The smoking man looked Rose in the eye for the first time.

"Agent Pfister, do you have any interest in following this matter any further?"

"I think further investigation might better be handled by another division."

"Or any similar matters?"

It hit Rose like one of those cartoon anvils. It wasn't about Garland. It was about the X files. She was being offered a chance to trade her hard won fast track for... for what? For whatever had attracted the most promising of agents before her. Scully. Fowley. Mulder.
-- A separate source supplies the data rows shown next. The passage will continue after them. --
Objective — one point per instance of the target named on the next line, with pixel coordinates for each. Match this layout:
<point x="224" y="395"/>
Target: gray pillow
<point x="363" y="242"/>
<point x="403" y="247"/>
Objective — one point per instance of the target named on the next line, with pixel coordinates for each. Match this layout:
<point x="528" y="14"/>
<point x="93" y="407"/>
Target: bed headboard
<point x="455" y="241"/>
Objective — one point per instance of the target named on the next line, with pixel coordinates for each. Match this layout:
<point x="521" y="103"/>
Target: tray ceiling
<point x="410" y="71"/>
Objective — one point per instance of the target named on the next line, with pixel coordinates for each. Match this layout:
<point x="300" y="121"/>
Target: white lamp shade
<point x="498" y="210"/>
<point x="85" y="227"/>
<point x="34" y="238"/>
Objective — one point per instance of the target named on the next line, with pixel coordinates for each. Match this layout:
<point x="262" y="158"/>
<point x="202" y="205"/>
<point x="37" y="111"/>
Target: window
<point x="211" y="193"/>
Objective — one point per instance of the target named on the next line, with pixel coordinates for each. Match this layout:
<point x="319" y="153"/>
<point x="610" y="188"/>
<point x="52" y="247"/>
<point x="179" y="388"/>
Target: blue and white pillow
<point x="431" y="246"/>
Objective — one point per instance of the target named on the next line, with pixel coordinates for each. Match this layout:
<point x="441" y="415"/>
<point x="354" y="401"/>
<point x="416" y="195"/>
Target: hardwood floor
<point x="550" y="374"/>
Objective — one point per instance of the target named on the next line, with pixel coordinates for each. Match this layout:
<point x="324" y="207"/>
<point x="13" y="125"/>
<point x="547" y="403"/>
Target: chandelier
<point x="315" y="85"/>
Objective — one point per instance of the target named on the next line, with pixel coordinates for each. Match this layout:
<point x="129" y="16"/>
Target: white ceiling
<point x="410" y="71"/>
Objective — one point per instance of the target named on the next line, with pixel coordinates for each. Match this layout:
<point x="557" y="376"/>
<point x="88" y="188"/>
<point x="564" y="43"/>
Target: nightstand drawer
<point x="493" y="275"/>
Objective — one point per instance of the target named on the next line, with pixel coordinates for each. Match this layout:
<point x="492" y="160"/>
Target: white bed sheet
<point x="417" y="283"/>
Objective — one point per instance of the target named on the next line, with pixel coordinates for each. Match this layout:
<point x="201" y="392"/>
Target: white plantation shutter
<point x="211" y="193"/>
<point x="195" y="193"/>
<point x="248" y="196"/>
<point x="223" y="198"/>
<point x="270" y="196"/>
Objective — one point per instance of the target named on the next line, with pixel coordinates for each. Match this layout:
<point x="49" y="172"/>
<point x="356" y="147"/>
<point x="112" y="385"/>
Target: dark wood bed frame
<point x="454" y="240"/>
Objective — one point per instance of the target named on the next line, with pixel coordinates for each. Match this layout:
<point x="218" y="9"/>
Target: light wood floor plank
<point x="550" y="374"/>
Mulder raving in his padded room.

Her mother throwing crockery at one of her boyfriends when she caught him with Rose's brother.

"No, sir," she said. "There are a number of matters in my own area that need my attention."

The man behind the desk nodded.

"Very well, then, Agent. That will be all."

Rose wanted to say something else, to tell Scully... what? There was nothing to say. Dana's eyes were on her lap. The man beside her laid a hand over hers. She looked up at him and forced a smile.

"Was there something else, Agent?" the smoker asked.

"No, sir."

The door closed on a discussion of what resources Dana would need to deal with the situation.

 


Rose took a long lunch. She couldn't remember afterward where she'd gone or what she'd done before she found herself at midafternoon at the door to the basement office. Scully saw her and deflated into her chair.

"I thought you wanted no part of us," Fowley said.

"I came to talk to Dana."

"There's no need," Scully said. "You made yourself perfectly clear upstairs."

"If that's the way you want it."

Scully just nodded. Rose took a deep breath and walked out the door. She heard motion behind her. Diana Fowley took something from her desk and walked down to the other end of the long bank of filing cabinets, the end where Scully sat, and then returned to her seat. On the end of the filing cabinet nearest Scully there was now a single gold star.